Halfpipe and Slopestyle Redemption
Despite their rough start to the medal count, the U.S. squad found rapid redemption as the women took to an improved halfpipe on Wednesday morning and the men tackled the slopestyle course on Thursday. Where the men’s halfpipe podium was devoid of Americans, the women’s was dominated by them. Upstart Kaitlyn Farrington, 24, of Utah came out of nowhere to best favorites Australian Torah Bright, silver, 2002 gold medalist Kelly Clark, bronze, and Hannah Teter, both of Vermont. It was the best U.S. finish in a single event at the time.
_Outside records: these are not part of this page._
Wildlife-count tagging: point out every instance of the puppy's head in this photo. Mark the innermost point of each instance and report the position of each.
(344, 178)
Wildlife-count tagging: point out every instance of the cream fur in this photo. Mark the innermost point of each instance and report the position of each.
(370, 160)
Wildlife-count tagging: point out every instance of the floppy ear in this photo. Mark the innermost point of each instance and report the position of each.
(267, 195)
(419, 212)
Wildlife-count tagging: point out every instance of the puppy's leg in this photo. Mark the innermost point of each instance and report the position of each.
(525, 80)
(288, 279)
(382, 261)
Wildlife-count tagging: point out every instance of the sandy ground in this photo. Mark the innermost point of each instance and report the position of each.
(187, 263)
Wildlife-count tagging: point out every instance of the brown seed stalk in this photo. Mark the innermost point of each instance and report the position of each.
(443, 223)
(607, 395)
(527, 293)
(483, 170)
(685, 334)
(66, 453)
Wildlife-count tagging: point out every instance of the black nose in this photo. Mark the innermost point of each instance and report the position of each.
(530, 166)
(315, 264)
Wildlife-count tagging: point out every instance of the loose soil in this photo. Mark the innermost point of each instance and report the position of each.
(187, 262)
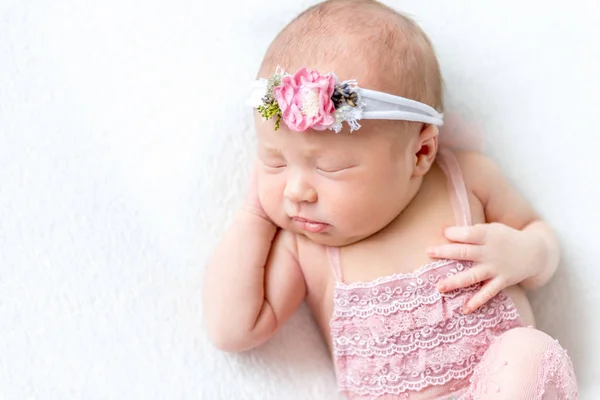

Not to be outdone, the men bettered those results the only way they could in slopestyle: by taking all three medals. Joss Christensen, 22, of Utah threw down an awe-inspiring run, complete with a triple cork, scoring a 95.80 and taking gold. Flanking him atop the podium were Gus Kenworthy, a 22-year-old from Denver (and already gaining notoriety for his stray Sochi puppy rescues), and Nick Goepper, a 19-year-old from Indiana. They took silver and bronze respectively.
According to the Sochi site, Goepper’s skiing philosophy is “the course is your canvas and the skis are your paintbrushes.” The three American men painted a pretty picture on Thursday.
A tie? In Skiing?
Fans don’t like a tie. But surely Tina Maze of Slovenia and Dominique Gisin of Switzerland will take it.
Maze and Gisin finished with the exact same time in the women’s downhill competition on Wednesday, at 1:41.57. It was the first-ever tie in Olympic skiing history, and Maze became the first gold medalist ever to hail from Slovenia. While the tie might have been a surprise, the final standings weren’t. Gisin, Maze, and Lara Gut of Switzerland finished one-one-three and were all strong favorites to medal. The best U.S. finisher was Julia Mancuso in eighth, a disappointing finish for Mancuso in what is arguably her best event.
Golden Warm-ups and Star Wars
Though she finished tenth in the standings, U.S. luger Kate Hansen stands alone in warm-up dances. Here’s the proof.
And Star Wars fans were probably pretty intrigued to see some Imperial Walkers descend on Sochi, even if the moguls skiers weren’t.